Dans les conflits routiers qui dégénèrent, certains s’arrêtent après des échanges de noms d’oiseaux, d’autres finissent devant la justice. Comme cette altercation évoquée mardi 23 juin au tribunal de police. Fin avril, un gendarme termine son footing dans une petite commune de l’ouest tourangeau. Il traverse la route alors qu’arrive, suffisamment loin, estime-t-il, une voiture. Mais le conducteur considère que la distance n’était pas suffisante et qu’il « aurait pu le renverser ». Ce dernier, surveillant pénitentiaire, s’arrête après avoir dépassé le joggeur lui ayant fait un geste de mécontentement, descend de voiture et s’avance vers lui.
Échanges verbaux et gestes plus ou moins déplacés débouchent sur une rixe, où le militaire est blessé. Bilan : quatre jours d’incapacité totale de travail. Celui-ci reconnaît « qu’il n’aurait pas dû faire ce geste » et le fonctionnaire que « c’est dommage d’en arriver là ». Me Germain Yamba, pour la partie civile, estime, que si les blessures sont peut-être modérées, le préjudice moral est très important, s’agissant de « l’enfant du village qui se fait rosser sous les yeux de la population ». Et il n’oublie pas le préjudice professionnel suite à une blessure au pouce.

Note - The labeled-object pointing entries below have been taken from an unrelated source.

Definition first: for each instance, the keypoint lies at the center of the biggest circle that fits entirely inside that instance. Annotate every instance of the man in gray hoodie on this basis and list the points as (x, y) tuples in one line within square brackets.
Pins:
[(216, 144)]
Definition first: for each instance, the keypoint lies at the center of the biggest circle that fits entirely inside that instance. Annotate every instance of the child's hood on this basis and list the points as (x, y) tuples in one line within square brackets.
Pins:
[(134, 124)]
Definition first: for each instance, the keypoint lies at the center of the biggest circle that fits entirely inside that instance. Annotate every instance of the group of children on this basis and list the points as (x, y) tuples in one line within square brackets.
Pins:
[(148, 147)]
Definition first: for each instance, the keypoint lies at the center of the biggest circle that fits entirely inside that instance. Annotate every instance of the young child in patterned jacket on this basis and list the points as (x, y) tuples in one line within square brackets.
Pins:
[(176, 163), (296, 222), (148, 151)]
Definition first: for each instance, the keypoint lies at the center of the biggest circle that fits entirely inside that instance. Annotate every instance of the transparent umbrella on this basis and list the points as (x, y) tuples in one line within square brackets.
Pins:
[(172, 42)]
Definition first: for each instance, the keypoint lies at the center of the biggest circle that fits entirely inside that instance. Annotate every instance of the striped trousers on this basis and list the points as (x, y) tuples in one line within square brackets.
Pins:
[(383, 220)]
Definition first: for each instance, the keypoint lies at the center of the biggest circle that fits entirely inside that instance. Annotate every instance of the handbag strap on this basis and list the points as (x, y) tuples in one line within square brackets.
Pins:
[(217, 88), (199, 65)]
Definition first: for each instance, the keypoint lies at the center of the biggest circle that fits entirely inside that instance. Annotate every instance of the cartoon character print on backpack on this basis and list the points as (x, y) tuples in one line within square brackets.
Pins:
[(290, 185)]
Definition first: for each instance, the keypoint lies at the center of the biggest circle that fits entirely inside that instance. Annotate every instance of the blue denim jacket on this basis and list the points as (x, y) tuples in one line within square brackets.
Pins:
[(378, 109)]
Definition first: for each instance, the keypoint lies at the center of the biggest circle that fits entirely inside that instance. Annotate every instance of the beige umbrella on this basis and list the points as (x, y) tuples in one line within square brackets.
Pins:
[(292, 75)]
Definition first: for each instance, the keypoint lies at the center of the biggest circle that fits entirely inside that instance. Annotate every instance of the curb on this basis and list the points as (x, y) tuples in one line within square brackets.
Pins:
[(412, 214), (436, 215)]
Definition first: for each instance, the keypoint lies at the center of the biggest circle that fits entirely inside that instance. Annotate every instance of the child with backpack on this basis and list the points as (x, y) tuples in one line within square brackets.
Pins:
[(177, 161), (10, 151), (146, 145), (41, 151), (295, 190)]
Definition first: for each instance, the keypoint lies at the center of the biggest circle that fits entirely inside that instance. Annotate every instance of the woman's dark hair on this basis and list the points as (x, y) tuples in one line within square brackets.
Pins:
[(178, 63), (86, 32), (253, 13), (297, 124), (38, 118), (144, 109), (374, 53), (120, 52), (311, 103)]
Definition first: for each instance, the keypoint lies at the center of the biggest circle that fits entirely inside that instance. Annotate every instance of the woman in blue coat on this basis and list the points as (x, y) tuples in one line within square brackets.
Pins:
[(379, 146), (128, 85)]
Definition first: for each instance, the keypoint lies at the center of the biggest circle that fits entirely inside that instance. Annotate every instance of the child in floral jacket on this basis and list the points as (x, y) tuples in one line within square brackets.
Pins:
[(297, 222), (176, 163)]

« Quand on embrasse des carrières comme les vôtres, il y a une obligation absolue d’exemplarité que nous n’avons pas dans ce dossier », considère le procureur Benoit Bernard, qui félicite néanmoins le gendarme de n’avoir pas fait usage d’une force dont sont capables ceux qui ont suivi la formation des pelotons de surveillance et d’intervention de la gendarmerie (Psig). A l’adresse du surveillant, il demande une peine de 500 € d’amende. Après délibéré, le tribunal le condamne à 300 € d’amende. Il devra indemniser le gendarme.